Zhou G, Denu J M, Wu L, Dixon J E
Department of Biological Chemistry, University of Michigan Medical School, Ann Arbor 48109-0606.
J Biol Chem. 1994 Nov 11;269(45):28084-90.
The recombinant human Vaccinia virus H1-related protein tyrosine phosphatase, (VHR PTPase) possesses intrinsic Tyr and Thr/Ser phosphatase activities. Both activities were abolished by a single amino acid substitution, C124S. When VHR was incubated with a 32P-labeled phosphotyrosine-containing substrate and then rapidly denatured, enzyme-associated 32P was evident following SDS-polyacrylamide gel electrophoresis. The formation of 32P-labeled protein could be blocked in the presence of an unlabeled substrate. VHR-associated 32P was sensitive to iodine but insensitive to pyridine and hydroxylamine. The catalytically inactive C124S mutant would not form a 32P-labeled enzyme. Furthermore, VHR phosphatase could be selectively inactivated by the alkylating agent iodoacetate. The inactivation resulted from the specific covalent modification of Cys124. Collectively these results suggest that a thiol-phosphate enzyme intermediate is formed when Cys124 of VHR accepts a phosphate from the substrate. Our results also demonstrate that the dual specificity phosphatases and the tyrosine-specific PTPases employ similar catalytic mechanisms.

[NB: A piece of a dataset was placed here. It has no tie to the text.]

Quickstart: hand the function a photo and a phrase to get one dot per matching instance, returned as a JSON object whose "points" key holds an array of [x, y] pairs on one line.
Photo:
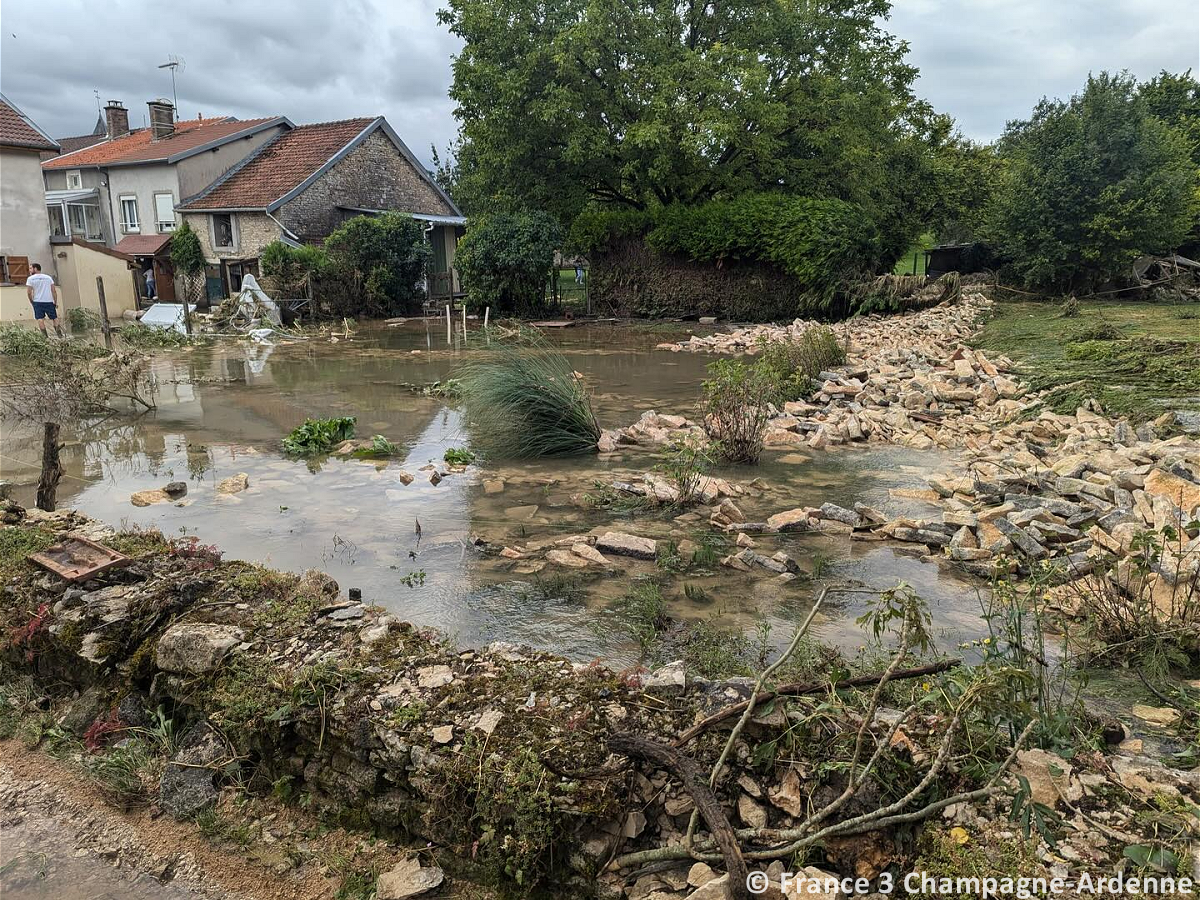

重组人痘苗病毒H1相关蛋白酪氨酸磷酸酶(VHR PTPase)具有内在的酪氨酸和苏氨酸/丝氨酸磷酸酶活性。这两种活性都因单个氨基酸取代C124S而丧失。当VHR与32P标记的含磷酸酪氨酸底物一起孵育,然后迅速变性时,在SDS-聚丙烯酰胺凝胶电泳后可明显看到与酶结合的32P。在未标记底物存在的情况下,32P标记蛋白的形成会被阻断。与VHR相关的32P对碘敏感,但对吡啶和羟胺不敏感。催化无活性的C124S突变体不会形成32P标记的酶。此外,VHR磷酸酶可被烷基化剂碘乙酸选择性灭活。这种失活是由Cys124的特异性共价修饰导致的。这些结果共同表明,当VHR的Cys124从底物接受一个磷酸基团时,会形成硫醇-磷酸酶中间产物。我们的结果还表明,双特异性磷酸酶和酪氨酸特异性PTP酶采用相似的催化机制。